The implications of fiscal decentralization on economic growth and carbon emissions assume paramount importance, particularly in the context of developing and transitional countries. The mitigation of carbon emissions poses a significant challenge for large nations such as China, India, Pakistan, and several smaller Baltic countries. In these settings, fiscal decentralization may constrain economic growth and become a pressing political concern. However, the limited empirical evidence on the specific impact of fiscal decentralization on various predictors complicates the provision of precise policy recommendations. Therefore, careful consideration and further empirical exploration are essential to inform effective policymaking in this domain.

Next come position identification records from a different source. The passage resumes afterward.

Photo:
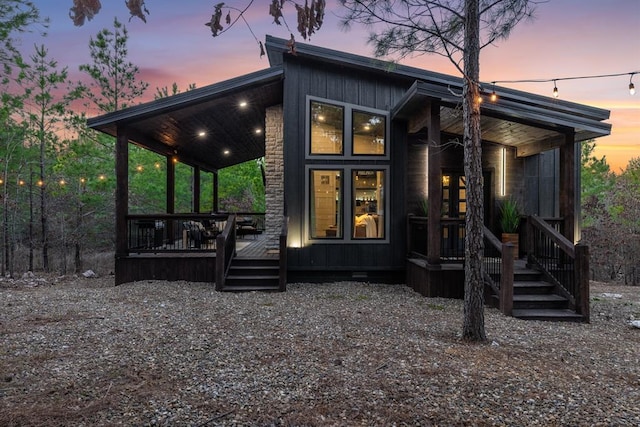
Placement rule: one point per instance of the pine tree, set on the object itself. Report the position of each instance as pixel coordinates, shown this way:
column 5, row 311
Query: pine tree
column 114, row 84
column 458, row 30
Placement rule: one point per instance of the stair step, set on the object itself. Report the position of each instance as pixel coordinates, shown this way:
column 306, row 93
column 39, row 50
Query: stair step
column 250, row 287
column 532, row 287
column 526, row 275
column 253, row 270
column 564, row 315
column 273, row 262
column 539, row 301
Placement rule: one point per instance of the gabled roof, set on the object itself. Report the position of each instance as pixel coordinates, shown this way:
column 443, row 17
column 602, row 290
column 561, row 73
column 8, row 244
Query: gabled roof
column 171, row 126
column 518, row 118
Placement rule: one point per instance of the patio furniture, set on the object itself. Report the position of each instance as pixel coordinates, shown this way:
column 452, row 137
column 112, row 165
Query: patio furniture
column 194, row 233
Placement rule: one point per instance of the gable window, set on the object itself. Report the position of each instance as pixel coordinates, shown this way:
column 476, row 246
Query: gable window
column 369, row 131
column 339, row 130
column 327, row 124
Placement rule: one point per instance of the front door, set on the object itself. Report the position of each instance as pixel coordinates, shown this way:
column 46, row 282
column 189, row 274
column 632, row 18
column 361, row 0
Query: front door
column 454, row 209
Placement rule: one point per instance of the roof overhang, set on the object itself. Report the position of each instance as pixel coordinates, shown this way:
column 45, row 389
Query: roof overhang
column 205, row 127
column 529, row 122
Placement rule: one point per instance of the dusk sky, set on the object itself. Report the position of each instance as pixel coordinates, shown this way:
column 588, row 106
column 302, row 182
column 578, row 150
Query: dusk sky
column 568, row 38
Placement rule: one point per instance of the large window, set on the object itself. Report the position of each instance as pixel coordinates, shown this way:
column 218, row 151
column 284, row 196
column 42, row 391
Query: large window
column 347, row 156
column 368, row 204
column 325, row 204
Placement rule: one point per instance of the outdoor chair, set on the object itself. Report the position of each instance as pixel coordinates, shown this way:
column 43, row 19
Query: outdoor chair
column 247, row 226
column 194, row 232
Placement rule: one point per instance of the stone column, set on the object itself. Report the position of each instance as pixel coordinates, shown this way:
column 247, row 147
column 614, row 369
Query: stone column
column 274, row 171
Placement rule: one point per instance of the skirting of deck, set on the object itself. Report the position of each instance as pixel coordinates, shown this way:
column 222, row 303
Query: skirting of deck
column 441, row 280
column 192, row 266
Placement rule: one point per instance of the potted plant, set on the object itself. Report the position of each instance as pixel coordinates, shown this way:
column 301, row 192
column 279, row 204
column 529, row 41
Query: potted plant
column 509, row 222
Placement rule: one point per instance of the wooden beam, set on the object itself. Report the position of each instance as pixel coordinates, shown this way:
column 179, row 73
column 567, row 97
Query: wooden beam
column 171, row 185
column 216, row 206
column 196, row 189
column 538, row 147
column 122, row 191
column 419, row 120
column 434, row 171
column 568, row 168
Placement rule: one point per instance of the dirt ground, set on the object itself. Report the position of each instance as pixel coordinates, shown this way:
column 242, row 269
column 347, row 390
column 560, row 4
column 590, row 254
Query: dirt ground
column 83, row 352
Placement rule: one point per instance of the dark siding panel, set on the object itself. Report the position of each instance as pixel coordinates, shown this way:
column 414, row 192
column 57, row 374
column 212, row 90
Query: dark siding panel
column 334, row 83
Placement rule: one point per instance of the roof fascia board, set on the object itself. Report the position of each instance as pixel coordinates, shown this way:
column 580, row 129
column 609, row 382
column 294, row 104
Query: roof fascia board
column 189, row 98
column 277, row 47
column 505, row 108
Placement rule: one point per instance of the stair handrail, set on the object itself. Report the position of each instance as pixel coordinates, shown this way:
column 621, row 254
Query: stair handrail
column 282, row 274
column 504, row 286
column 571, row 274
column 225, row 251
column 491, row 271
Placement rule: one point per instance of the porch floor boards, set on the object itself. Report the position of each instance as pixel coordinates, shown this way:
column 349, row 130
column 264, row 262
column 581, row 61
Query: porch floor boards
column 255, row 247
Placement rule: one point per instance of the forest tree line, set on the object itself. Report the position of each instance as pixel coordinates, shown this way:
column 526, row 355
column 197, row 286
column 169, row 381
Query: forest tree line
column 57, row 180
column 57, row 177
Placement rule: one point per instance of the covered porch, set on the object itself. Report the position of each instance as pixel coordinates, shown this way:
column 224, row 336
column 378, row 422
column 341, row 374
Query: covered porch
column 531, row 155
column 206, row 129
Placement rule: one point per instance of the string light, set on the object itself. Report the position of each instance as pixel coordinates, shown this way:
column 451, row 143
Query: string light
column 494, row 95
column 632, row 89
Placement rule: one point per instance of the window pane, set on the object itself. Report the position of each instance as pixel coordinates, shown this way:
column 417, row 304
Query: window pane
column 368, row 204
column 368, row 133
column 325, row 204
column 327, row 123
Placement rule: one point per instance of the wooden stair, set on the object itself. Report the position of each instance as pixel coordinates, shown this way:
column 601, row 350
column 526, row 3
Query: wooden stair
column 253, row 274
column 534, row 299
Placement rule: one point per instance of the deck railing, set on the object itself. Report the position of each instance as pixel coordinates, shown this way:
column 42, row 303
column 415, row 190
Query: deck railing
column 190, row 232
column 226, row 250
column 499, row 264
column 564, row 264
column 282, row 273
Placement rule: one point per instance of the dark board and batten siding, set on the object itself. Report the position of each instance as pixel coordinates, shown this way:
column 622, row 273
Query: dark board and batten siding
column 358, row 88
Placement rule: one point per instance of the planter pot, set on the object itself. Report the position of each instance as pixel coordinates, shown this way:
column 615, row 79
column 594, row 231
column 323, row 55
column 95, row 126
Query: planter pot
column 513, row 238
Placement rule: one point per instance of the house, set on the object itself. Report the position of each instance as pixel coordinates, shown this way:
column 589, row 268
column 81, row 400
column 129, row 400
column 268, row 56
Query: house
column 353, row 148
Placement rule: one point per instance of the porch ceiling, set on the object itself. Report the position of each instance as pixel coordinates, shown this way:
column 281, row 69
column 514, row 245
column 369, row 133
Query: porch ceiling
column 532, row 125
column 232, row 133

This study explores the connection between fiscal decentralization, economic growth, and environmental quality in Pakistan. It reveals that certain elements of fiscal decentralization, including revenue generation, tax autonomy, and transfer payments, exhibit positive correlations with environmental efficiency. Conversely, negative associations are observed between government expenditure, economic development, and environmental efficiency. The study notes that positive shocks to fiscal decentralization often lead to increased carbon emissions, while positive shocks to expenditure decentralization and economic development are associated with reduced carbon emissions. These findings hold significance for policymakers, highlighting the need for refined intergovernmental fiscal relations and meticulous calibration of fiscal policies to optimize environmental efficiency.

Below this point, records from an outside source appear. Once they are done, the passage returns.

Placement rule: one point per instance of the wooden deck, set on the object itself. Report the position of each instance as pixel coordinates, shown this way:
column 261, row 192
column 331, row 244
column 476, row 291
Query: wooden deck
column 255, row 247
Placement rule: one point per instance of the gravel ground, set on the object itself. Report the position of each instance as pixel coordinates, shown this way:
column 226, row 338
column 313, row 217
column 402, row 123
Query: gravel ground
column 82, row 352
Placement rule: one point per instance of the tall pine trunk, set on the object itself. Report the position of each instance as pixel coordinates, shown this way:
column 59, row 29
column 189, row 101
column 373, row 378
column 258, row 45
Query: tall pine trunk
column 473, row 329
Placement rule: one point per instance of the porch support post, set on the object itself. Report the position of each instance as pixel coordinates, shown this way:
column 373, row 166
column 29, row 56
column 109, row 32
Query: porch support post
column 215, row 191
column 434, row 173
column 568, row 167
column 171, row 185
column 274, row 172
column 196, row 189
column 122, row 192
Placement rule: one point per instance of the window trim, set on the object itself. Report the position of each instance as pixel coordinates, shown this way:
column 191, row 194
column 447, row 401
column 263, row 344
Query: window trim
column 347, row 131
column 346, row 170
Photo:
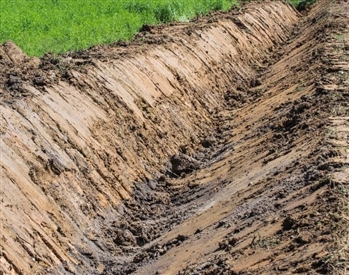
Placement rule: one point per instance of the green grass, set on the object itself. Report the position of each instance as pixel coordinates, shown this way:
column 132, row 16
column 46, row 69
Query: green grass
column 58, row 26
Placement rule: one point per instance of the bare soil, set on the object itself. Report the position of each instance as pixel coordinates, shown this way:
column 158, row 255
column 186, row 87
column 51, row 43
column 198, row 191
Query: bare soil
column 218, row 146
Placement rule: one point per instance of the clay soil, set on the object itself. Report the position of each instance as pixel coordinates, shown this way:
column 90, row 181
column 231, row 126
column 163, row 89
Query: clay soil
column 219, row 146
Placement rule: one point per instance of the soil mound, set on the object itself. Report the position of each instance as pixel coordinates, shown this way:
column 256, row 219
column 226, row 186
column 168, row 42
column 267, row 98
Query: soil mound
column 212, row 147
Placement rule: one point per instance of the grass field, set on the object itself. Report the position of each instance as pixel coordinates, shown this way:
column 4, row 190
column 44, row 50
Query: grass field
column 58, row 26
column 40, row 26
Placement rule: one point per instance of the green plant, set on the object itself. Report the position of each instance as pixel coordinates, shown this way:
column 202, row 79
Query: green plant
column 59, row 26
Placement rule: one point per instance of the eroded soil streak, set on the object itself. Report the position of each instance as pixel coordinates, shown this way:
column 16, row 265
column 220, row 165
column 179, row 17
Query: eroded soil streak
column 218, row 146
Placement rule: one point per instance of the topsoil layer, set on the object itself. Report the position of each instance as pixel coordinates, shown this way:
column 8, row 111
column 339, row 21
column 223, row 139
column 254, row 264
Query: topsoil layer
column 219, row 146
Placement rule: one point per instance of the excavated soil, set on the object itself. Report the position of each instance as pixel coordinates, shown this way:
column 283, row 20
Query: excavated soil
column 218, row 146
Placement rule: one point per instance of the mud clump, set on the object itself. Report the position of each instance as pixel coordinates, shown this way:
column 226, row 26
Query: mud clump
column 198, row 155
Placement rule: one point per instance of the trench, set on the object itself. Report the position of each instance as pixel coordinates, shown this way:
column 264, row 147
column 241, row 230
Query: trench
column 122, row 158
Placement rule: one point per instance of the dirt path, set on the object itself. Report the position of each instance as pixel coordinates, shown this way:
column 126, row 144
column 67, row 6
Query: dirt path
column 214, row 147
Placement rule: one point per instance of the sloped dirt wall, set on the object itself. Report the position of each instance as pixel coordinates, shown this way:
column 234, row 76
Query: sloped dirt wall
column 79, row 130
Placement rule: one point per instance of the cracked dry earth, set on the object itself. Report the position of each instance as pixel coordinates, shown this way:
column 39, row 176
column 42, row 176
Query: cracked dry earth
column 218, row 146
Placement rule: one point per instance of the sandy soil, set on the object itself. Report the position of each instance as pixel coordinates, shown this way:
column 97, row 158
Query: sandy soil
column 218, row 146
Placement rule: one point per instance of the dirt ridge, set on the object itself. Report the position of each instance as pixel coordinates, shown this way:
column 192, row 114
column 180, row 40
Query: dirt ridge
column 190, row 150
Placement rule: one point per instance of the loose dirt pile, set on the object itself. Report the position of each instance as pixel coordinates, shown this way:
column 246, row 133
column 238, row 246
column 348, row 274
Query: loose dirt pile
column 218, row 146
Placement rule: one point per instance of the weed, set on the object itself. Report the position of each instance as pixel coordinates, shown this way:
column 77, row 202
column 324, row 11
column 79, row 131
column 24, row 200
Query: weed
column 58, row 26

Fiscal decentralization can induce positive shocks associated with increased carbon emissions. Conversely, positive shocks in expenditure decentralization can potentially mitigate both carbon emissions and economic development. Furthermore, our findings reveal a statistically significant yet adverse impact of economic growth on carbon emissions in Pakistan. These results carry substantial policy implications, particularly concerning fiscal policy reform and intergovernmental fiscal relations within the context of Pakistan.

5.1 Policy implications and limitation

The study underscores significant policy implications, emphasizing the importance of robust provincial governance to ensure efficient tax autonomy for community-centric public expenditures amidst tax revenue decentralization. Policymakers are advised to exercise caution in tax policy formulation, prioritizing effective resource distribution for projects fostering economic growth and environmental sustainability. Aligning intergovernmental fiscal relations is crucial for enhancing environmental efficiency and promoting economic development. Legislative caution is urged in tax law drafting, emphasizing bolstered local accountability to ensure optimal community benefit from increased tax receipts. Future research should explore practical methods for integrating environmental considerations into local government budgeting and resource allocation for sustainable policy creation and implementation.

Constraints in researching the link between fiscal decentralization, economic development, and environmental efficiency in Pakistan include data reliability limitations, potential confounding factors complicating causal link establishment, and oversimplification of complex relationships. The study's context specificity to Pakistan and potential long-term implications oversight should be acknowledged. External variables like global economic trends and geopolitical events can impact economic and environmental dynamics.

Policymakers are advised to refine fiscal policy, emphasizing efficient resource distribution. Further, it should comprehensively explore the impact of fiscal decentralization on economic growth and carbon emissions, offering accurate advice and practical insights for policymakers, particularly in integrating environmental considerations into local government decision-making processes.